Coordinates of a particle as a function of time \(t\) are \(x= 2t\),
\(y =4t\). It can be inferred that the path of the particle will be:

1.	Straight line	2.	Ellipse
3.	Parabola	4.	Hyperbola

At an instant, the velocity and acceleration of a particle moving in the XY plane are $2\hat{\mathrm{i}} + 3\hat{\mathrm{j}}$ m/s and $-3\hat{\mathrm{i}}+2\hat{\mathrm{j}}$ $\mathrm{m}/{\mathrm{s}}^2$. Rate of change of speed of the particle at this instant is:

(1) $\sqrt{13}$ $\mathrm{m}/{\mathrm{s}}^2$

(2) -1 $\mathrm{m}/{\mathrm{s}}^2$

(3) 1 $\mathrm{m}/{\mathrm{s}}^2$

(4) Zero

A body started moving with an initial velocity of \(4\) m/s along the east and an acceleration \(1\) m/s² along the north. The velocity of the body just after \(4\) s will be?

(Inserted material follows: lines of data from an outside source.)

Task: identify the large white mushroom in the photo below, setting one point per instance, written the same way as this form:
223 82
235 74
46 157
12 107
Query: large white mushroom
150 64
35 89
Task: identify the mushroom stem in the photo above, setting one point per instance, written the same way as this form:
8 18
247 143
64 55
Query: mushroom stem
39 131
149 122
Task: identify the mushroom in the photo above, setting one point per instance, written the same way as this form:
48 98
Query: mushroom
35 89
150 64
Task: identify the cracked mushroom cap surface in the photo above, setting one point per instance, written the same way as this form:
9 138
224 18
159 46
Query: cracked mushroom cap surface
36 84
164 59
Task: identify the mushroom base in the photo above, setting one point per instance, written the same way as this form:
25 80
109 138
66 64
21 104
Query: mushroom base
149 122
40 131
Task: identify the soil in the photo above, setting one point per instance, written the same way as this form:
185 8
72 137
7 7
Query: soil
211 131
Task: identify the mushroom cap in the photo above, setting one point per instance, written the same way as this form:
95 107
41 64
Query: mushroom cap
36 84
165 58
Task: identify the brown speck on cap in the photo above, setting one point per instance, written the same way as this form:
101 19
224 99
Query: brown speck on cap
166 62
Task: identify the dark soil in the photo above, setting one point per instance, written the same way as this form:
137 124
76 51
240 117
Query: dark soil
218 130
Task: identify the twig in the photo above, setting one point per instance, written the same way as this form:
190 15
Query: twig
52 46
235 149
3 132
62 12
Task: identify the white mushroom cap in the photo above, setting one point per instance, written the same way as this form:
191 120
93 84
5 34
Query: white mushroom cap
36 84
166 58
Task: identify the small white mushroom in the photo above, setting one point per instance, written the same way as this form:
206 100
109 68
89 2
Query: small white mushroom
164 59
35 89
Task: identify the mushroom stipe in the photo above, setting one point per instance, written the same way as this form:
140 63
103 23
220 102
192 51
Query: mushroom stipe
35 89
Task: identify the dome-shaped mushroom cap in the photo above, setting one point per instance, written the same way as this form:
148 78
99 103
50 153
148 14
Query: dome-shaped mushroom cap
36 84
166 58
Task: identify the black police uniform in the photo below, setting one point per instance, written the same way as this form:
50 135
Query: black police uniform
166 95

A projectile thrown from the ground has horizontal range R. If velocity at the highest point is doubled somehow, the new range will be:

(1) 3 R

(2) 1.5 R

(3) $\sqrt{3}$ R

(4) 2 R

A particle is projected from the origin with velocity $\left(4\hat{\mathrm{i}} + 9\hat{\mathrm{j}}\right)$ m/s. The acceleration in the region is constant and -10$\hat{\mathrm{j}}$ $\mathrm{m}/{\mathrm{s}}^2$. The magnitude of velocity after one second is

(1) 8 m/s

(2) $\sqrt{15}$ m/s

(3) $\sqrt{17}$ m/s

(4) $\sqrt{27}$ m/s

A particle is moving on a circular path of radius \(R.\) When the particle moves from point \(A\) to \(B\) (angle \( \theta\)), the ratio of the distance to that of the magnitude of the displacement will be:

         
1. \(\dfrac{\theta}{\sin\frac{\theta}{2}}\)
2. \(\dfrac{\theta}{2\sin\frac{\theta}{2}}\)
3. \(\dfrac{\theta}{2\cos\frac{\theta}{2}}\)
4. \(\dfrac{\theta}{\cos\frac{\theta}{2}}\)

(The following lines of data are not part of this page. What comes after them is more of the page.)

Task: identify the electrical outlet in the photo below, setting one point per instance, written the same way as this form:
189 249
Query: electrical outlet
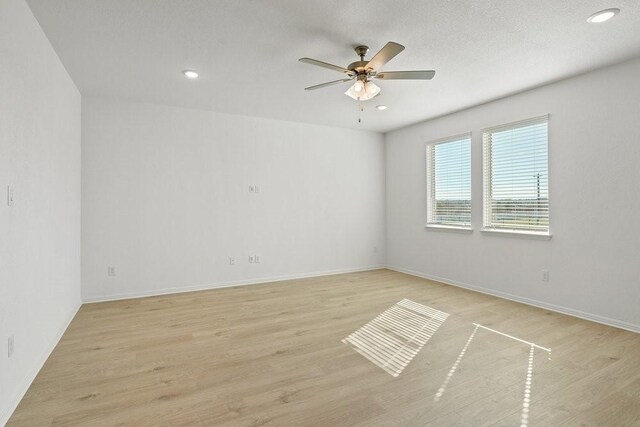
9 195
10 346
545 276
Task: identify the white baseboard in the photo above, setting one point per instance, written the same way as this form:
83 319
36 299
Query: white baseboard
536 303
7 411
229 284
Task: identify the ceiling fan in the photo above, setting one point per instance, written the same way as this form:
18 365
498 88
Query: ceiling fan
364 71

The horizontal range of a particle thrown from the ground is four times the maximum height. The angle of projection with the vertical is:

(1) 60°

(2) 30°

(3) 45°

(4) 90°

A particle is thrown with a velocity of 40 m/s. If it passes A and B as shown in the figure at time ${\mathrm{t}}_1$ = 1 s and ${\mathrm{t}}_2$ = 3 s. The value of h is:

(1) 15 m

(2) 10 m

(3) 30 m

(4) 20 m

To a stationary man, the rain is falling on his back with a velocity v at an angle $\mathrm{\theta }$ with vertical. To make the rain-velocity perpendicular to the man, he:

(1) must move forward with a velocity vsin$\mathrm{\theta }$.

(2) must move forward with a velocity vtan$\mathrm{\theta }$.

(3) must move forward with a velocity vcos$\mathrm{\theta }$.

(4) should move in the backward direction.